Aunque la presentación está muy condensada, y los personajes van y vienen presentándose con una frase, o directamente sin mediar palabra, MAPPA logra exponer la premisa con una asombrosa claridad. Ojiya es amable, tierna y comprensible, es la carcasa externa del actual de Dororo. Hibukuro es rudo, orgulloso, y carismático, todo lo que análogamente ahora él ve en Hyakkimaru. Los padres de Dororo conforman su persona, desde dentro hacia fuera, creando capas en torno a un núcleo increíblemente dolorido. Pero ¿por qué?
Nació rodeado de muerte y sufrimiento, pero sus padres siempre le protegieron. Ahora bien, en este universo palidece tanto el que enfrenta sus problemas, como el que rehuye de ellos. Hibukuro era el líder de un grupo de bandidos, una figura que con facilidad podría haber caído en la perversión propia del egoísmo campante en este universo. Sin embargo Hibukuro tenía un carácter compasivo que le impedía abrazar el mal absoluto; cometían pillajes, sí, pero solo hacia aquellos que los merecían. Entre sus filas solo había granjeros que habían terminado a su lado atraídos por ese matiz casi imperceptible de bondad. A Dororo le marcó fuertemente.
No obstante, en un país en guerra no importa si los actos siguen un bien platónico, o si se atienen al utilitarismo, el resultado es el mismo. El hedonismo rige, y configura una pirámide social jerarquizada según la inteligencia y el egoísmo. Alguien que se preocupa por los demás, ya sea sus compañeros, o ya sea su familia, no tiene cabida.

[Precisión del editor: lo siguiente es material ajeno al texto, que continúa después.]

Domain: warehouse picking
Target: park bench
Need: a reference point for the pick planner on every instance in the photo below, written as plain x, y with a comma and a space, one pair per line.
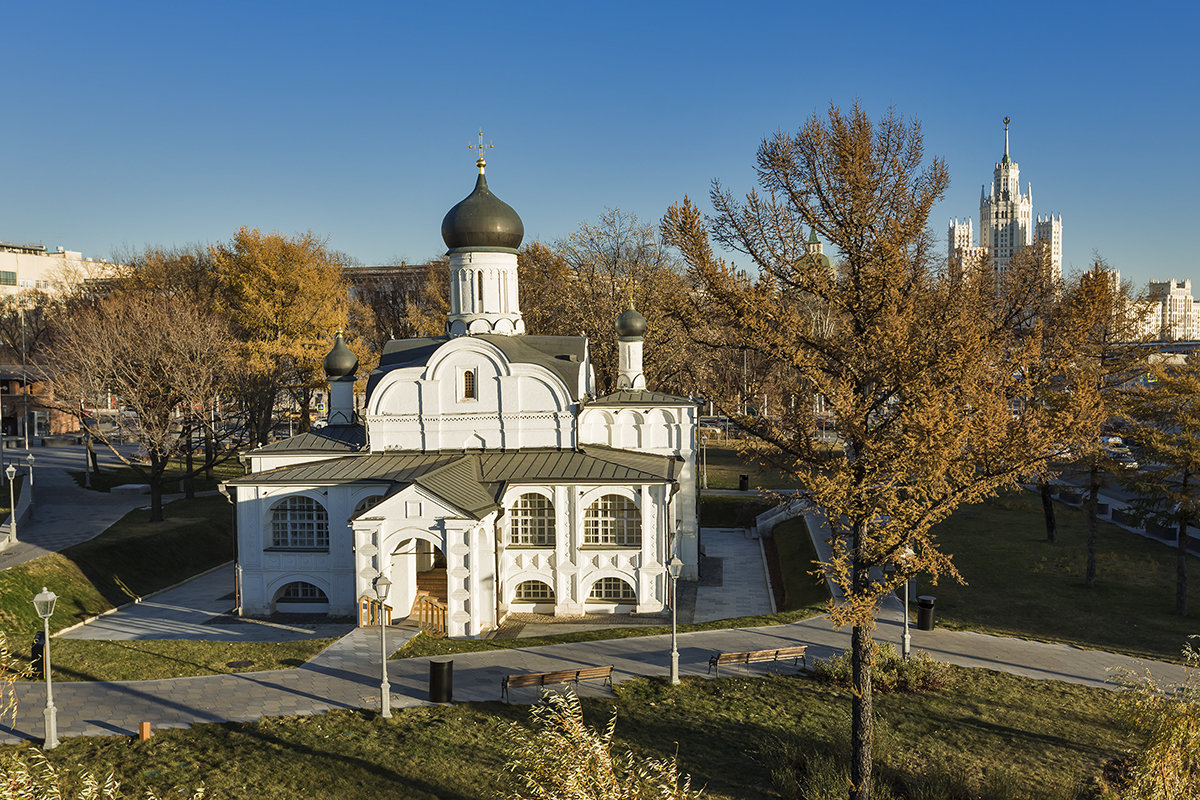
757, 656
555, 678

Y Hibukuro tenía ambas. Itachi es presentado como un escéptico, pero en realidad sirve de adalid de la muerte. Su discrepancia con el líder parece una agresión, pero en realidad no es más que la materialización de la filosofía reinante. Por eso Hibukuro sucumbe, y por eso Dororo aprende que solo con fuerza no se puede vivir, no al menos para proteger a los demás.
De la traición y asesinato de su padre aprende las reglas más básicas para la supervivencia, pero es entonces cuando entra en acción Ojiya. Esta le enseña que la compasión sí es buena compañera, si se sabe canalizar hacia aquellos que la merecen. Su sacrificio endurece el corazón de Dororo, pero al mismo tiempo configura lo que será su futura capacidad para proteger a los demás a costa de su propio bienestar. Sus padres conforman la dualidad que le caracteriza en la actualidad; una impasibilidad etérea que esconde un alma en llamas.
No hablaba de ello no porque sintiera rencor u odio, sino porque todavía emana dolor de ese pasado. Y la culpable no es otra cosa que la guerra. El manjushage, la bella flor perlada del desierto (曼珠沙華) es la simbolización de toda la tragedia que los conflictos bélicos han traído al país. Un lirio rojo capaz de absorber la sangre derramada, y recordarle a la tierra la herencia que el ser humano está dejando sobre ella. Por suerte para Dororo y Hyakkimaru solo están de paso. Su meta está mucho más abajo, y el camino promete turbulencias.